Each year the students of the department organize a national level technical fest. The organizing committee is the student council. Under the guidance of the faculty, the society is responsible for organizing technical events and provides technical assistance to juniors.

==== Fest events ====
- Hackathon is an inter collegiate competition where teams of 2 to 3 must build an application or a computer software. The application or the software is based on a theme which is given to the participants. A time limit of 2 days is given and the participants are allowed to work overnight and off campus.
- RoboWars is an inter collegiate competition where teams of five must construct, deploy and operate a fighting robot in a gladiatorial arena. Rules follow the traditional "RoboWar" league guidelines with only one weight category (<25 kg). Viewed as more of an entertainment event than an educational one; the decision to include it was based on the enthusiasm of students; the mechanical engineering department in particular.
- Hardwired is a circuit building competition, where the students construct a circuit of their choice. The winners are judged based on the usefulness, understanding and the efforts involved in building the circuit.
- Speak out is a technical paper presentation competition, where the students present their own technical topic in front of faculty and guests from industry.
- Quiz is an open quiz on the final day of the event. Students from colleges from the state and also from other states, participate in the event.
- The fest has literary events and a photography competition.

==Linkages==
The college has associations and linkages with industry and other organisations, such as a Memorandum of Understanding with National Institute of Oceanography, EMC Corporation, and D-Link.

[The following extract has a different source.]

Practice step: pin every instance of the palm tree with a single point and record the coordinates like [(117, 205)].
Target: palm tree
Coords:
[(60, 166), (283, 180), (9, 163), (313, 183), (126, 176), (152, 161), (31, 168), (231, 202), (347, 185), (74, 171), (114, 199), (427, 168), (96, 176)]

Workshops, seminars, conferences and field visits are organised in coordination with industry.

==Reputation and standards==
Being affiliated with Goa University, a university with an accreditation from the NAAC, the students answer the same exams as the government-run Goa Engineering College.

==Sister institutes==
- Fr. Conceicao Rodrigues College of Engineering, Bandra, Mumbai
- Fr. Conceicao Rodrigues Institute of Technology, Vashi, Mumbai
- Agnel Institute of Technology and Design, Assagao, Goa
- Father Agnel Polytechnic, New Delhi

==Location==
By road: the college is on National Highway 17 at Verna between the Panaji and Margao cities. It is 5 km from the Margao Bus Station and 27 km from Panaji Bus Station. The college is close to the Electronic City at Verna.

By rail: the college is 8 km from Margao Railway station.

By air: the college is 18 km from Dabolim Airport at Vasco, Goa.